Like many, Dodge points to the disbanding of Hussein's 400,000-member army, who largely surrendered, as unwise. "US forces never really controlled the country; they never had enough intelligence assets and the troops on the ground that were needed to impose order,'' he says. "A month after the invasion, the insurgency started to test the Americans, found the hegemon didn't have complete control, and then the insurgency took off."
The fighting has drawn the US into the position that all occupiers want to avoid: combat against a foe scattered among the civilian population. Counterinsurgency in that environment inevitably creates civilian casualties, and even more hostility.

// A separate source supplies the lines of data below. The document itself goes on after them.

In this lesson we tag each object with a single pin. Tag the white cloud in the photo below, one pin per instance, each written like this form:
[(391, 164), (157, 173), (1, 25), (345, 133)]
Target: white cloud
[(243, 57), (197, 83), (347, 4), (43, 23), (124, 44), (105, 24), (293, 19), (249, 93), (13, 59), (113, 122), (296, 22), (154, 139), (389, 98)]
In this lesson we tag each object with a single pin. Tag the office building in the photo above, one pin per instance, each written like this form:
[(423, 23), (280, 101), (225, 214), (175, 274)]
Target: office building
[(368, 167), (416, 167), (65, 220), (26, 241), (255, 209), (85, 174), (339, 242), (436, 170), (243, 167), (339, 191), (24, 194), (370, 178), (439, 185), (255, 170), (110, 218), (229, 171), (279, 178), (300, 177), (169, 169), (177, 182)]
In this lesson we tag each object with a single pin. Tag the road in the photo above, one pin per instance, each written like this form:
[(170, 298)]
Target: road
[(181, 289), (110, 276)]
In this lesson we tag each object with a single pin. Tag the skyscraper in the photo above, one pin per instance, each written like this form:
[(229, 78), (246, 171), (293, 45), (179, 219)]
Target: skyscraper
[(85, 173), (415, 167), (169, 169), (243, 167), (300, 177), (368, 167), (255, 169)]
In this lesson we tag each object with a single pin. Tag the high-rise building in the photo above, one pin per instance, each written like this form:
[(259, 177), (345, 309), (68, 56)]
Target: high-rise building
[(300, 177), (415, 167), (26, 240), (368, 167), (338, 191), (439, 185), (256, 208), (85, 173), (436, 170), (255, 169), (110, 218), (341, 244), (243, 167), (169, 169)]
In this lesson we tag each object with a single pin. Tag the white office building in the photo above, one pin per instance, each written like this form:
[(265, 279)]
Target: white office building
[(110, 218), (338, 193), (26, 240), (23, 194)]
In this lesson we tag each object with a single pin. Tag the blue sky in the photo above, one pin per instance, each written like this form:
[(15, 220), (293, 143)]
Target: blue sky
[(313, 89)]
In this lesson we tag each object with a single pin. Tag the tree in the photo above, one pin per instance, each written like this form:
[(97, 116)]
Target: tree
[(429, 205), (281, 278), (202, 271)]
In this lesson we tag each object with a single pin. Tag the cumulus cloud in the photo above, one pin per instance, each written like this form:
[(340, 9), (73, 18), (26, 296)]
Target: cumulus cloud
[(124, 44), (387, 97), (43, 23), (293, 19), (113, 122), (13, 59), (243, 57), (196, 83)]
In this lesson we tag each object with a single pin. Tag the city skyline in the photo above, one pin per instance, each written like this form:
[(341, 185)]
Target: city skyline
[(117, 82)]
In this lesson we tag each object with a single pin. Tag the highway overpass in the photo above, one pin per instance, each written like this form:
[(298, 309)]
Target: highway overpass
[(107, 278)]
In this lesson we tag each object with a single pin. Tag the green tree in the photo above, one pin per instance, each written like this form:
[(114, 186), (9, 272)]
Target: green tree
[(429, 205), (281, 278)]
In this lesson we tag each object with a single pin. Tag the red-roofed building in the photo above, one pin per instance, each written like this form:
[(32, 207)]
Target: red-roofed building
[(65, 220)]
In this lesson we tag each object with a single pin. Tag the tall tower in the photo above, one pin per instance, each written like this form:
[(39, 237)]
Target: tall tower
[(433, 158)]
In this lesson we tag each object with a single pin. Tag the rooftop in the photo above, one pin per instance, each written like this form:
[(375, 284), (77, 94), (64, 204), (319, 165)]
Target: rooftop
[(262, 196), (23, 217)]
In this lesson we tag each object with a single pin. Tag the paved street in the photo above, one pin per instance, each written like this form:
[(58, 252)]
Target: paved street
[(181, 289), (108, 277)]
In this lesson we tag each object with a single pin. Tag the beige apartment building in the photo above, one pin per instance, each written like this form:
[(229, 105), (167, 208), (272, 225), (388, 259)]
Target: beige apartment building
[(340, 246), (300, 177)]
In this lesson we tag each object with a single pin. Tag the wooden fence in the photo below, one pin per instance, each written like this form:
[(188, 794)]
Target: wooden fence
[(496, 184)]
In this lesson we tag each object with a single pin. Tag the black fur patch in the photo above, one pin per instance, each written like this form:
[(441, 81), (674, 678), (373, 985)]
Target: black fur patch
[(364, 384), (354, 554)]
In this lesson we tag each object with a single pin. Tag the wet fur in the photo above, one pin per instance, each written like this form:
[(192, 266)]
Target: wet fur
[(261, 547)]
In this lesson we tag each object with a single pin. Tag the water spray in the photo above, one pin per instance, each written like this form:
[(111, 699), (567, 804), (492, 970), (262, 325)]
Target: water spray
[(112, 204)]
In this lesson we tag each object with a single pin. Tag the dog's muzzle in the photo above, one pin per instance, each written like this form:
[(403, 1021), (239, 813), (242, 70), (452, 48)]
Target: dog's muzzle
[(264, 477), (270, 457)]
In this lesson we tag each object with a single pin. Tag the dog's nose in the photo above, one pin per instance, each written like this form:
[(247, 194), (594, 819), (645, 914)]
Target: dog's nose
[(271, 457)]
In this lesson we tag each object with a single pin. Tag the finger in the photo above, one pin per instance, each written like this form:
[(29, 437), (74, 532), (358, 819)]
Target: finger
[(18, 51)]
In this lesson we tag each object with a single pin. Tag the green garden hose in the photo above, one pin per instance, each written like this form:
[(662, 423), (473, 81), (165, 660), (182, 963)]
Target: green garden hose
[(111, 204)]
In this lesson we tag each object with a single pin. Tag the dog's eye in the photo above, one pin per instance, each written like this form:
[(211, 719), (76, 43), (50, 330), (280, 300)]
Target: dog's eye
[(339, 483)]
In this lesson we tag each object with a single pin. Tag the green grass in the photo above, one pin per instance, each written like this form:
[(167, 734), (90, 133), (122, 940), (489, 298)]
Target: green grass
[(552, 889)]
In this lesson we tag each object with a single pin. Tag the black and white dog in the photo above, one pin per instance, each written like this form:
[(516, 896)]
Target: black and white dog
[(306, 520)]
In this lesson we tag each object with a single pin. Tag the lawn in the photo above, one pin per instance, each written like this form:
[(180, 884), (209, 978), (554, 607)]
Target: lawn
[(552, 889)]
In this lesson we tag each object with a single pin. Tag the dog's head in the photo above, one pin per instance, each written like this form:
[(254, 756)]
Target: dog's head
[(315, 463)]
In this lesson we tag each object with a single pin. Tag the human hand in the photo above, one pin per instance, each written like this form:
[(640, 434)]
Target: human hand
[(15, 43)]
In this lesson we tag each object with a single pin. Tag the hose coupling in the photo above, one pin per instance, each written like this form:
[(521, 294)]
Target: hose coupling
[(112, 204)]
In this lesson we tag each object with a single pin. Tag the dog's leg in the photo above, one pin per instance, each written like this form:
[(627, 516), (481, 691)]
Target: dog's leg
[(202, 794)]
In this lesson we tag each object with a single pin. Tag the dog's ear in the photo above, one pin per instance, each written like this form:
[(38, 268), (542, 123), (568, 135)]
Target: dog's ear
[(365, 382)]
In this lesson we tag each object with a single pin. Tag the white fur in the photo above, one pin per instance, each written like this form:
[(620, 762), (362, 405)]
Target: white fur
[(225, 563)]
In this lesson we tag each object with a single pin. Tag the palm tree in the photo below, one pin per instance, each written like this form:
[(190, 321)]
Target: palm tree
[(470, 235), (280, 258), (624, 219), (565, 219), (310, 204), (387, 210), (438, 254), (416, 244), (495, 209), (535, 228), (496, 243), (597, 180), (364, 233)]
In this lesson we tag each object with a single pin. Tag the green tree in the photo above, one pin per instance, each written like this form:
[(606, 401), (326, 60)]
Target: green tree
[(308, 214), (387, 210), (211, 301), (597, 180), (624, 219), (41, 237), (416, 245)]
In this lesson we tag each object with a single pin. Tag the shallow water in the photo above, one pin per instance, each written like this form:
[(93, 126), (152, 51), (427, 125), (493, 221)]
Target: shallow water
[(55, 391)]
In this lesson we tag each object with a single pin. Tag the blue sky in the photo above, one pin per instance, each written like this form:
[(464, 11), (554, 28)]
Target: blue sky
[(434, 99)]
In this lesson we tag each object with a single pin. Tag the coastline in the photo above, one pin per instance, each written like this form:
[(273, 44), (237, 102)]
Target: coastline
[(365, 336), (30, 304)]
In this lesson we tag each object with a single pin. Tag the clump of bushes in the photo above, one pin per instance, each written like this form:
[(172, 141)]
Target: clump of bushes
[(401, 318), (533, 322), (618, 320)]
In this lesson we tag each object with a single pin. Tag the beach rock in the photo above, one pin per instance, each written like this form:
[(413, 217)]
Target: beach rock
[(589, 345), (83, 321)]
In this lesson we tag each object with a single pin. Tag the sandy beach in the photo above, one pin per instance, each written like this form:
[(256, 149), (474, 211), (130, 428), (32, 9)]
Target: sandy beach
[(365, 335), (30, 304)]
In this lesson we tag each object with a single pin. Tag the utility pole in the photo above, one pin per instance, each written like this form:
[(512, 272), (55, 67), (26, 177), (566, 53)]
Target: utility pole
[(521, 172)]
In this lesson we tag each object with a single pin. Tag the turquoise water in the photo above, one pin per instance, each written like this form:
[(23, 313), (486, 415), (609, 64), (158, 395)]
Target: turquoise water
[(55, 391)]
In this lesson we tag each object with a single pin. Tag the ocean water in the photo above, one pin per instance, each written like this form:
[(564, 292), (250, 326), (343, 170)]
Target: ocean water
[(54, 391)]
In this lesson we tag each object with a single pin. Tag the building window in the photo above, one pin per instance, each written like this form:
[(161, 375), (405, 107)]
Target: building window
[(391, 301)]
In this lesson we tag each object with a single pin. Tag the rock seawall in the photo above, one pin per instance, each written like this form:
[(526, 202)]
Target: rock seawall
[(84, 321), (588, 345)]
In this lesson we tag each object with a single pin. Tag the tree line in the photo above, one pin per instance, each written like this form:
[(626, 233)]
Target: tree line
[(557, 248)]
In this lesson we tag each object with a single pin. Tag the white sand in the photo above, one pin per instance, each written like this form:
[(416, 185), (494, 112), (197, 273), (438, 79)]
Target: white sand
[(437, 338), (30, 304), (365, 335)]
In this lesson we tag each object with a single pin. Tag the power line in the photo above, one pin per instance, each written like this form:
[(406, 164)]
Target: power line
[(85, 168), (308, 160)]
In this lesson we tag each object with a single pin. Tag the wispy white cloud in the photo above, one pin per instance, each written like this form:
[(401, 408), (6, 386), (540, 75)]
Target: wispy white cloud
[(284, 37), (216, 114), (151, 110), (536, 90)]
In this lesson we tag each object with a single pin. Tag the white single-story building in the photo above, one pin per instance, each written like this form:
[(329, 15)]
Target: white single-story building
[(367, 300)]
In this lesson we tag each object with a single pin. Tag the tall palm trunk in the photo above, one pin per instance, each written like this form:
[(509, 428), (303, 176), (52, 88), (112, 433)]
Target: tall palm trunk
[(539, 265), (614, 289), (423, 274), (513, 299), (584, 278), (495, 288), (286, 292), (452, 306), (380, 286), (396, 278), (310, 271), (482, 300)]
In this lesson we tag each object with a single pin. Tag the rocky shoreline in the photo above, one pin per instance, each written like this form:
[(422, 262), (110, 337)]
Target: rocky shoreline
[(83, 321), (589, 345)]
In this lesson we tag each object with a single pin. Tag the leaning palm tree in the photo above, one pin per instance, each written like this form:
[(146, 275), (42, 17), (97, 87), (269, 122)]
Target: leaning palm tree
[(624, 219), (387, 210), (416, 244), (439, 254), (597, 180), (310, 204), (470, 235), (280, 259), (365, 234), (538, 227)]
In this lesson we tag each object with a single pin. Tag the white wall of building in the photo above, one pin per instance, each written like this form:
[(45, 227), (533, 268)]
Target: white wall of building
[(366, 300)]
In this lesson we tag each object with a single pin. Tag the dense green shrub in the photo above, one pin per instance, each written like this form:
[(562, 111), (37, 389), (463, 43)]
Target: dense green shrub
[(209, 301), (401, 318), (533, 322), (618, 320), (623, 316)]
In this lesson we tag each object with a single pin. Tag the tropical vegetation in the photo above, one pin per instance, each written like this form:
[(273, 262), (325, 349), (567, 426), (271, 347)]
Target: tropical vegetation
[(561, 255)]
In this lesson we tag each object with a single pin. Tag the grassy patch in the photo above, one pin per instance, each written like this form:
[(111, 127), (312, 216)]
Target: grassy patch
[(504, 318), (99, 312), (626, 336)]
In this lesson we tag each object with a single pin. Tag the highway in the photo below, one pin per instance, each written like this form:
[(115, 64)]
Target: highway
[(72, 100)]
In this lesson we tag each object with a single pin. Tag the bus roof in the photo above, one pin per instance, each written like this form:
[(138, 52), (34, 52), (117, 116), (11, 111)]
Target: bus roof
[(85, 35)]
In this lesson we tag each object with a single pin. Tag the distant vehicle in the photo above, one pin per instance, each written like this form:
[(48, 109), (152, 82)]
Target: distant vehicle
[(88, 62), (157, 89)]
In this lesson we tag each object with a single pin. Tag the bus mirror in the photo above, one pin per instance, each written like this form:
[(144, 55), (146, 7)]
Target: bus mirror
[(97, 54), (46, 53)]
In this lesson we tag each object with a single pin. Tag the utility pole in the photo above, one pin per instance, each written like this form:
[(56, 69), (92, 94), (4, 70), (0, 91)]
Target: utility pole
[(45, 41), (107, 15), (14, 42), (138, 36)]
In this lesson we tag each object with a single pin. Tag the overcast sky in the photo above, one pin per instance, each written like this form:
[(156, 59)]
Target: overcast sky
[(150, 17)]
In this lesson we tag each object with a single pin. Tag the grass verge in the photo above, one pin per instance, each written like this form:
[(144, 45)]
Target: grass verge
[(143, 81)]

Harold Meyerson's also sees no practical possiblity for a genuinely good outcome in Iraq, Death Grip American Prospect online 04/08/04:
So now the president's war of choice has led to an occupation with no good options. ...
What the Iraqi provisional government [after the handover of "sovereignty on July 1] will have is the Americans [to provide security]. It would be far better off if it had a force under the U.N. banner, with troops from nations that had opposed as well as supported the war, troops from Arab nations in particular.
But the time to have built such a force, I fear, has come and gone. The administration's utter failure to envision the problems that a U.S.-controlled occupation would encounter kept it from going to the United Nations until the situation on the ground was barely tenable. It's still worth trying to get a U.N. high commissioner to supplant Paul Bremer, but it grows harder to imagine why the U.N. would sign on at this late date.
In any event, the administration still shows scant desire to surrender its control of the growing chaos.
This was written two days ago. And, allowing for the "fog of war" especially in situations like this, the news from the last couple of days indicates that even our hand-picked Interim Governing Council is coming apart. The generals are reportedly requesting yet another escalatio of troops levels, beyond what Rummy approved last week. It's hard to see how even a symbolic handover of sovereignty is going to be possible in two-and-a-half months from now.